Favorite place to be/thing to do on campus is …
… hands down, Sanford Stadium in the fall. There is nothing that compares to the excitement and electricity of watching our Dawgs between the hedges.
Beyond the UGA campus, I like to…
… spend time with my husband, Jep, and our two children, Ethan, 8, and Harper, 5. We love to travel and explore new places together.
Community/civic involvement includes …
I serve as a volunteer pharmacist at the Mercy Health Center, a Christian health resource center for our underserved neighbors.
The one UGA experience I will always remember will be …

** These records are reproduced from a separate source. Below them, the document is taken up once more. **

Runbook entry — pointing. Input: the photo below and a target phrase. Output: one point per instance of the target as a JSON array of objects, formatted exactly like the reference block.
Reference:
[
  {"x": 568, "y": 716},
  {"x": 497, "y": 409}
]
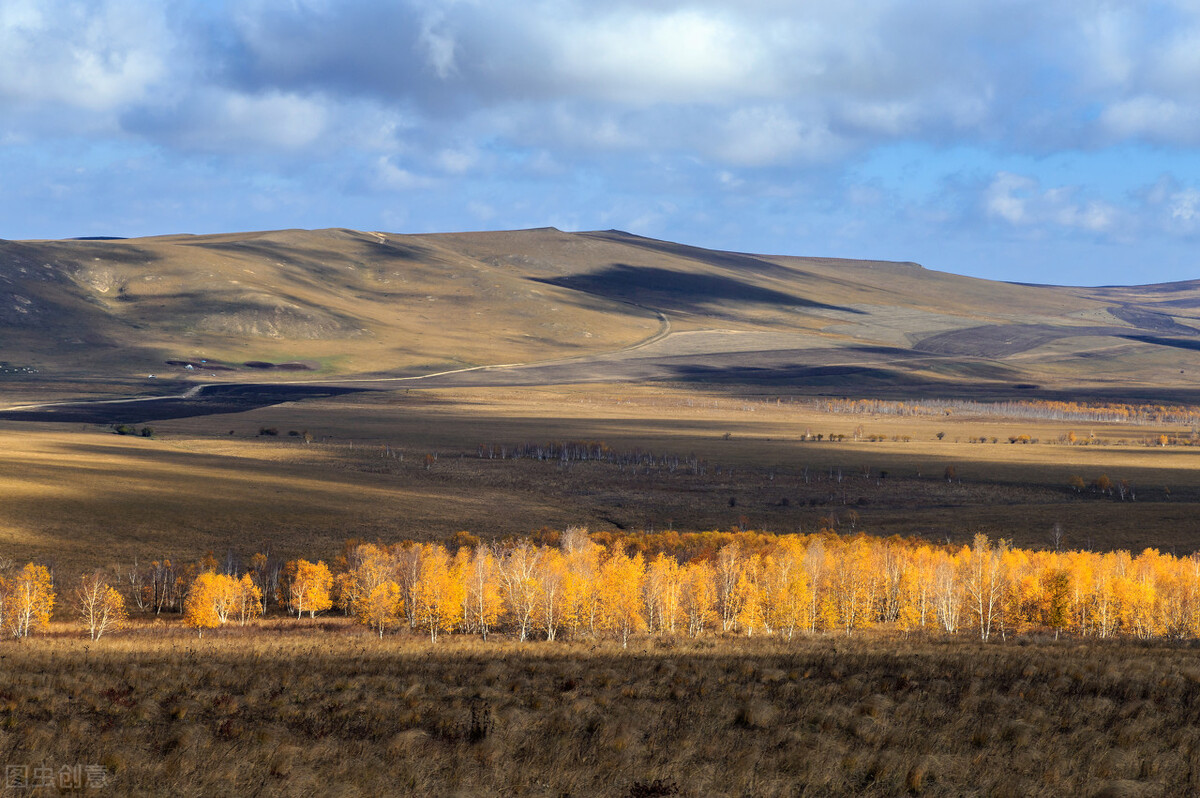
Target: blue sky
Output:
[{"x": 1014, "y": 139}]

… the day that I was notified that I had been awarded a UGA Creative Teaching Award. Unbeknownst to me, Dr. Rahul Shrivastav, the vice president for instruction, has a tradition of notifying award winners with a surprise visit in person. I had received a call that I needed to meet with my dean and department head one morning during spring break about a recent issue. Not even knowing I had been nominated for any award, naturally I assumed that I had made some kind of egregious error that was going to be addressed. So when I walked into my department head’s office to a room full of people who were also videotaping my reaction, I immediately felt ill and am not sure I heard any of the words anyone said for the first several minutes. It was truly a shock and such an honor that I will always remember that day.
Is there anything else you’d like to add? (Other pertinent information to share)
I am lucky that I get to work at the finest institution in the land. The students and all of my PharmDawg family continue to challenge me, inspire me and help me to be better every day.